Parallel workers compute action

I am using the logic of computing action as described in documentation (screenshot below), for a custom evaluation of policy. Basically, I want to evaluate various policies trained on different algorithms and hyperparameters, for my domain specific metrics. I don’t want to use custom callback and evaluation during or at the end of training. I want to evaluate the policies later using compute action approach shown below.

I want to do parallel rollout of environment on multiple cores while evaluating single policy for around 50 episodes. I am passing env_config while creating the environment but still getting the exception “AttributeError: ‘dict’ object has no attribute ‘worker_index’”. I believe the env_context meta-data is not been created like it gets created while training the policy on multiple cores.

How can I use multiple cores to evaluate/rollout the policy in parallel environments using the following code snippet?

You can do custom evaluation with the evaluation_config: {} hyperparameter in ray.rllib.agents.trainer — Ray 0.7.1 documentation.

In addition, there are other hyperparameters such evaluation_num_episodes and evaluation_num_workers, which I think is particularly relevant in your case.

1 Like

Thanks for your reply. However, I get “This page does not exist yet” error when I click on the doc. Should this hyperparameter work without using ray tune, as I described in my question? Also, how do I pass evaluation_num_workers param? In the env_config dictionary?

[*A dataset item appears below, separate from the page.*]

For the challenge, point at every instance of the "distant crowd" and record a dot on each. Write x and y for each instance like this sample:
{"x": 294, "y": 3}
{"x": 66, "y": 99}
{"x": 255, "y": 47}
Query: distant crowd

I thought the evaluation_num_workers and evaluation_num_episodes are only used when we want to evaluate the policy after a batch or at the end of training process. As I mentioned, my requirement is to evaluate policy at later point in time by restoring the checkpoint manually. Will these hyperparameters work in such situation? Please share whatever insights you can.

Hey @vishalrangras , correct: evaluation_num_workers and evaluation_num_episodes is only relevant if you have evaluation_interval set to some int (not None!) and you would like evaluation to automatically happen every evaluation_interval train iterations.

However, you can still call trainer._evaluate() (trainer.evaluate()) manually if you’d like, even after restoring an agent from a checkpoint.

evaluation_num_workers goes into the main RLlib config, the one you use for everything else as well. See: for all default config options.

Thanks @sven1977 for your reply, this seems to be helpful for me. One more thing I need help with is, my environment class is designed in such a way that, for evaluation, I step into the environment one step at a time, then I call some helper methods from environment class to compute the evaluation metrics I need, add them into the data structure, and use them later to plot graphs. I am not using custom_callback_metrics feature of Ray for evaluation purposes, using it only for training related tensorboard logs.

I believe the trainer._evaluate() would work like trainer._train() and would rollout my policy for an entire episode or few episodes. I believe it won’t provide me a fine-grained control where I can call my custom methods at every step to compute my evaluation metrics.

Is there a way that I can step into the environment one step at a time using env.step() while still using multiple cores for parallel rollouts?